January 23, 2006
convenes forum on black church studies
justice & pete paulsen
Students and scholars of the black church will gather at Candler School of Theology Jan. 31-Feb. 2 for a first-ever National Black Church Studies Forum to examine the future of the field in seminaries, the church and society.
More than two dozen professors, researchers, scholars and students, including those most often associated with the growing discipline of black church studies, will come to Atlanta for presentations, discussions and public events like the Anna Julia Cooper Roundtable at 11 a.m. on Thursday, Feb. 2, in Cannon Chapel.
A day earlier, Gayraud Wilmore, retired from the faculty at Atlanta’s Interdenominational Theological Center and considered to be the “dean of black church studies,” will deliver the keynote address at a reservation-only dinner, Feb. 1.
The public roundtable is named for Cooper to honor her legacy of race and gender equality, impassioned scholarship and unrelenting faithfulness, said Alton Pollard, associate professor of religion and culture and director of the Candler’s Black Church Studies Program. Pollard organized the forum with Forrest Harris, director of the Kelly Smith Institute on the Black Church at Vanderbilt Divinity School.
Pollard said he hopes the forum will begin a broad, collaborative process among schools and seminaries, and serve as a mentoring movement for the next generation of African-American religious scholars and church leaders.
“Through the National Black Church Studies Forum, the collaborations that have yielded it, the number of scholars committed to participate, and the conversations that will ensue, the academic field can move to a new and exciting level,” said Candler Dean Russell Richey. “In this development, Candler with its nine outstanding black faculty members and more than 100 African-American students is well positioned to exercise leadership.

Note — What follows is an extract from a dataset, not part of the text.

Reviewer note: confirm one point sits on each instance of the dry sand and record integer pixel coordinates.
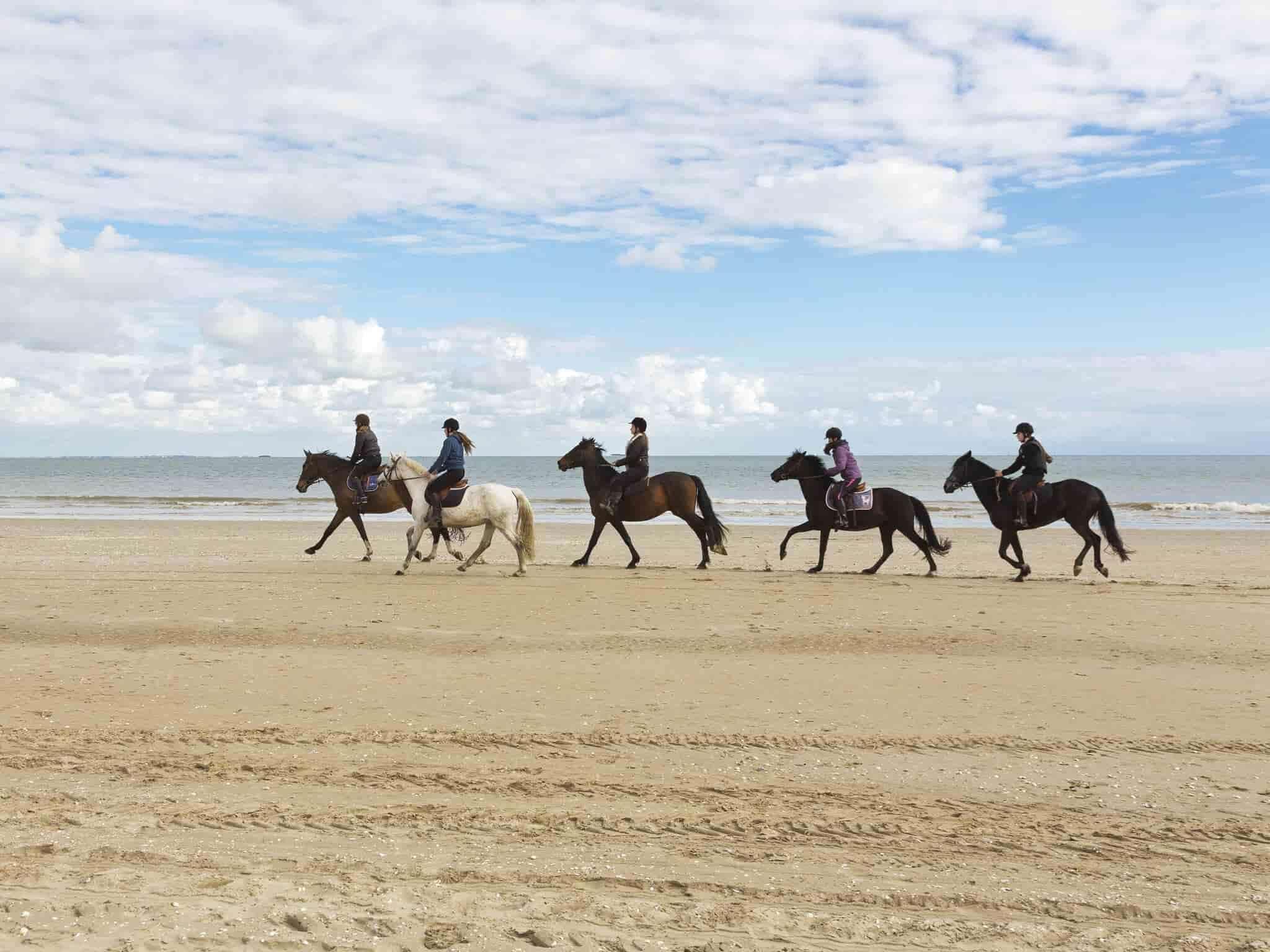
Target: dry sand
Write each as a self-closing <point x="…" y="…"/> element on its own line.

Clearly the church and theological education will benefit greatly from this event.”
“Black church studies is the custodian of many of America’s most holistic values,” Pollard said. “At its best, the black church has practiced the presence of God, drawing on the rich tradition and broad spectrum of black faithfulness within the African-American community, throughout Africa and the diaspora, and including the interracial community of hope.”
Pollard said black church studies, “as a discipline and program, is of indispensable importance to theological education at the very time that instruction and preparation for liberating scholarship and contemporary social practice is most needed.”
“This is a moment pregnant with the possibilities of real advancement toward ‘beloved community,’” he said. “Black church studies matters to all who bear witness to the vision of a more just and progressive nation and world.”